Trust me, Google’s intent to give away for free its Voice app signals the end of the second age of telecom. The third age, with consumers firmly and totally in control, is about to begin. If it is allowed to come into existence.

You see, Google Voice does not care about service plans, price tiers, special offers, tolling agreements, franchise rights, borders, numbers, underserved communities, caps, or lobbyists. All the traditional set-pieces of telecom of the past 20 years go out the window. You get a Google number, functions that incumbent providers used as huge cash-cows, and total freedom to use it as you see fit. For free. One disruptive deployment occurred to me as sat at a stoplight on Hwy 74 and gazed up at a Windstream billboard.
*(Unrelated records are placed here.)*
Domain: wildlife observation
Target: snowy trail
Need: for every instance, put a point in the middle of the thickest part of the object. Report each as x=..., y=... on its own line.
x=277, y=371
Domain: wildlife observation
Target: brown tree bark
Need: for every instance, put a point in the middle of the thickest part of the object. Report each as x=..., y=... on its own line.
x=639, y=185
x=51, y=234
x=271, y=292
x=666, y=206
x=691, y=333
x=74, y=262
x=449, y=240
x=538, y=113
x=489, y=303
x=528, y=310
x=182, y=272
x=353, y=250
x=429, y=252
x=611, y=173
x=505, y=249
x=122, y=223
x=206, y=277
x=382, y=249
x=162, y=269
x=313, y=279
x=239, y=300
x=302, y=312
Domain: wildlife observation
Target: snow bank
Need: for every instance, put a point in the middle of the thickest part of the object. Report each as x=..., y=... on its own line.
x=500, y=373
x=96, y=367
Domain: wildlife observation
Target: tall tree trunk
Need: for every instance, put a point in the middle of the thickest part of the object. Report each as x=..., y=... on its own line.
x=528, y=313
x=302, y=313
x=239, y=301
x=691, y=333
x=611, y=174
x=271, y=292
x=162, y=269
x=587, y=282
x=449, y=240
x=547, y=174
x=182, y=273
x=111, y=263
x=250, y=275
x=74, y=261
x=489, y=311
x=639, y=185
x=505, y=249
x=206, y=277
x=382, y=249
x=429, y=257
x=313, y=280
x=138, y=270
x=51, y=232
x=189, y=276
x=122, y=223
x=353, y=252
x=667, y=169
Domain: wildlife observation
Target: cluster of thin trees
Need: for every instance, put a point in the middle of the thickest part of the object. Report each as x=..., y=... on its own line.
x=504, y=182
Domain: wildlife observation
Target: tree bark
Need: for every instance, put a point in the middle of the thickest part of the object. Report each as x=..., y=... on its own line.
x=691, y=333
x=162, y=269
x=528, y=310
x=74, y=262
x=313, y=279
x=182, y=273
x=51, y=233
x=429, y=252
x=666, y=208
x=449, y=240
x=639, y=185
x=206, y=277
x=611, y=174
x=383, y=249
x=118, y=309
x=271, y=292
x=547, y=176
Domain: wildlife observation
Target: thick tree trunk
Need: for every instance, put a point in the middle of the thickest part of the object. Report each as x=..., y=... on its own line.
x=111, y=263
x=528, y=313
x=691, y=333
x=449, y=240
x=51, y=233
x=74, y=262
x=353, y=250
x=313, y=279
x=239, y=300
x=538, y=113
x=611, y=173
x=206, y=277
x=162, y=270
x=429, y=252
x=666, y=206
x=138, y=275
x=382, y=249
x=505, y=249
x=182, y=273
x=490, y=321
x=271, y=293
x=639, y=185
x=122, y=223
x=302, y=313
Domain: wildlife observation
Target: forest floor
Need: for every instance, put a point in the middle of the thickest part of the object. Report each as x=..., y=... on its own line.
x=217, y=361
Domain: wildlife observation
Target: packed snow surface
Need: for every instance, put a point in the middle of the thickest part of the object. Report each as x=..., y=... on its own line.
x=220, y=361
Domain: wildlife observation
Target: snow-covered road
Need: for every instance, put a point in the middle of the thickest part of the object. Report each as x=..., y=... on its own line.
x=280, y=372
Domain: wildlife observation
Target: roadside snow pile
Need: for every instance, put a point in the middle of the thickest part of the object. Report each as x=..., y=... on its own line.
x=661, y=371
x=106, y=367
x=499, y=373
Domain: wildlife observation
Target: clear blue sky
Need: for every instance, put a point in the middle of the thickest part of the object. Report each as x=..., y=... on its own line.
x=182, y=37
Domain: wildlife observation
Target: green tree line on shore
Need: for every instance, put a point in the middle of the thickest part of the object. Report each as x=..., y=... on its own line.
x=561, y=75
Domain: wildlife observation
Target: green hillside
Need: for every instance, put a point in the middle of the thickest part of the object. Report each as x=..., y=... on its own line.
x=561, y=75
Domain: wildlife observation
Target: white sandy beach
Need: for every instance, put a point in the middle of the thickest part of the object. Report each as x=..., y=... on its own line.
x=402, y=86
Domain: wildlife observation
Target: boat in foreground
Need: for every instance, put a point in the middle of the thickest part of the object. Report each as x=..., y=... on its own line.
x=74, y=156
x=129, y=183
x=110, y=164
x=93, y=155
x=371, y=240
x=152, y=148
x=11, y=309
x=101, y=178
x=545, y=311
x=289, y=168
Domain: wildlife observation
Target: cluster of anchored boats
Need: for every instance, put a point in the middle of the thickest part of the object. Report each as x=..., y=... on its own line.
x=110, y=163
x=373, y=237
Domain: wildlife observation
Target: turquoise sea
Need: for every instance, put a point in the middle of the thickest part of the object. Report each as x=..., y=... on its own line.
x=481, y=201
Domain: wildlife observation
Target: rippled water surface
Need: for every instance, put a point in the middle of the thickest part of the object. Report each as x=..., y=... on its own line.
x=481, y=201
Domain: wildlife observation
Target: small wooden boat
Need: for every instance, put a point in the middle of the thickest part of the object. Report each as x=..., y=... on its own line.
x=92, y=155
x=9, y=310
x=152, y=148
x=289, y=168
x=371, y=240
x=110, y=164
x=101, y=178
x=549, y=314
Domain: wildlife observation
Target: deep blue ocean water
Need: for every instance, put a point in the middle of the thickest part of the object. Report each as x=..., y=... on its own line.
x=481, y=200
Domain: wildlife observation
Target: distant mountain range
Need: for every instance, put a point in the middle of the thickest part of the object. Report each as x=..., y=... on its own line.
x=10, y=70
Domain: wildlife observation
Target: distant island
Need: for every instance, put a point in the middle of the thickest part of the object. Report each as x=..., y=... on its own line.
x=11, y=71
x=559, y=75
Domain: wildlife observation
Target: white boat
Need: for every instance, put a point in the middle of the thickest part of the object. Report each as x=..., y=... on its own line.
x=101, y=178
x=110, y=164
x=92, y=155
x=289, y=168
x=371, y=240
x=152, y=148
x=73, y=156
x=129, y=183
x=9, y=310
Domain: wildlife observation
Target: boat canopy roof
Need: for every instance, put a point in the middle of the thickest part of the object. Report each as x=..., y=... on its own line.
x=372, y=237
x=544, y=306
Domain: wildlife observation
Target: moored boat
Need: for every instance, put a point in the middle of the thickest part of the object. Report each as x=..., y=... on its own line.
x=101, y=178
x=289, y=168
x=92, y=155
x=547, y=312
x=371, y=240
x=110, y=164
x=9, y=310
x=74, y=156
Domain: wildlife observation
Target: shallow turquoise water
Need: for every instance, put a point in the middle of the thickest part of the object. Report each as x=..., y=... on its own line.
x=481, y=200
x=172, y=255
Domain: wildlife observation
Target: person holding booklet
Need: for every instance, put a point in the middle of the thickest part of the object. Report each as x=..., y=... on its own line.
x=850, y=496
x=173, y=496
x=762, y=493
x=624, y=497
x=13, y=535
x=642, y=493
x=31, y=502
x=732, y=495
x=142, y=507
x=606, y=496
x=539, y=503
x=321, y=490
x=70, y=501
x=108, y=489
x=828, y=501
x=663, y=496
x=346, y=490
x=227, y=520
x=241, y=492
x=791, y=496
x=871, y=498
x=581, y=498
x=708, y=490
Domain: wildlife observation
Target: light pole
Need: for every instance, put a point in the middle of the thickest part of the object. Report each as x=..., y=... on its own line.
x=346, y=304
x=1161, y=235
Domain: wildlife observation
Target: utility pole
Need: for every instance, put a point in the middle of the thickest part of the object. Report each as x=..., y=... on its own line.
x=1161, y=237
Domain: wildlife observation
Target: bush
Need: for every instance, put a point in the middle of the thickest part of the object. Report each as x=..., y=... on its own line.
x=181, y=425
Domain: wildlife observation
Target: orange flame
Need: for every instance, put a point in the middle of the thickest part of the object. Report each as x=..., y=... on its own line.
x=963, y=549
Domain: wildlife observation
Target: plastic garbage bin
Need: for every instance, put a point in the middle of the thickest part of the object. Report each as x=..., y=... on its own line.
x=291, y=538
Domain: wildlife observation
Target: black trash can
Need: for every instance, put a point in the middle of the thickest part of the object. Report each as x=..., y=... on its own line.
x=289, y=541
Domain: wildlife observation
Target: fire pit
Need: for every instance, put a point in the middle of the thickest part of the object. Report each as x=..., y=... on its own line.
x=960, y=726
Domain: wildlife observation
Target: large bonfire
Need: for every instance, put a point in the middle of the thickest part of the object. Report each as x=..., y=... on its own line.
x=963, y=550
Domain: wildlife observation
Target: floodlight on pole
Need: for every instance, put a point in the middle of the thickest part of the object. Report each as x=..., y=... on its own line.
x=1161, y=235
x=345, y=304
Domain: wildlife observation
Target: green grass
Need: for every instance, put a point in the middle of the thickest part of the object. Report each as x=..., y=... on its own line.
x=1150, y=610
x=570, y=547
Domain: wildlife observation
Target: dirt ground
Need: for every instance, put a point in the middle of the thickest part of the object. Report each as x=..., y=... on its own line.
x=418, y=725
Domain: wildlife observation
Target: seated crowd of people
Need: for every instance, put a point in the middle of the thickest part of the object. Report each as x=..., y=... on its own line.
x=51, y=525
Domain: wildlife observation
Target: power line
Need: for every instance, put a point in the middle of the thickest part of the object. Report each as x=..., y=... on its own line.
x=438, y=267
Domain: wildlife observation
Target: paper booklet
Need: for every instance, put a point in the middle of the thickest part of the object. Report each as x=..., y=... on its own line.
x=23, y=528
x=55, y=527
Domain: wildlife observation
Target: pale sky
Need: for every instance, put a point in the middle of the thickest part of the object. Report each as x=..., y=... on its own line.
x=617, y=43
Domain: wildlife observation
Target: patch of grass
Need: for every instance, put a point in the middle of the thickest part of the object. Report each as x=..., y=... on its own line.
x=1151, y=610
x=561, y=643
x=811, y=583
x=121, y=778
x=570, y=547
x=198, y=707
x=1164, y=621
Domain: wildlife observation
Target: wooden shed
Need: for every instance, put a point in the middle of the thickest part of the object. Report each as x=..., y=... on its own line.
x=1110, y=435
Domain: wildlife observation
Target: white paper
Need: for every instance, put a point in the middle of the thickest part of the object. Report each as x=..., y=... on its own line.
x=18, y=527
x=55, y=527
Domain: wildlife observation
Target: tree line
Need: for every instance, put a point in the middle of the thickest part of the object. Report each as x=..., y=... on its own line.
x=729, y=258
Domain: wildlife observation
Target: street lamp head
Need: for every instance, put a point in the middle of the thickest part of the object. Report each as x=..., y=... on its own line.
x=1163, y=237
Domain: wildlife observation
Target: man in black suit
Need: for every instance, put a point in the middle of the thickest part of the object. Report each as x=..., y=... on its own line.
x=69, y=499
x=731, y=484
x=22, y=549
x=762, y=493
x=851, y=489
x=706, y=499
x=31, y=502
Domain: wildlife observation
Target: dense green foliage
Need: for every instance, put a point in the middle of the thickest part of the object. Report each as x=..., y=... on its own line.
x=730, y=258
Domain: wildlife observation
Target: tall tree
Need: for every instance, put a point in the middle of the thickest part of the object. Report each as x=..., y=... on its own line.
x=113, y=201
A two-year special rate of $50 a month for broadband and voice was on the bill. Before Google Voice, a big, big obstacle to jumping to these come-on prices was the trouble of switching phone numbers. But once you get your Google number, you can surf from special deal to special deal without the number changes. Providers will freak out once this happens en masse.

Governments — like North Carolina’s — which for the past decade have looked to telecom services as a fat cow to be milked will be confronted with a fascinating price-point for services — zero. At a minimum, assumptions about taxes on the value of telecom services always producing more revenue each year will have to be examined.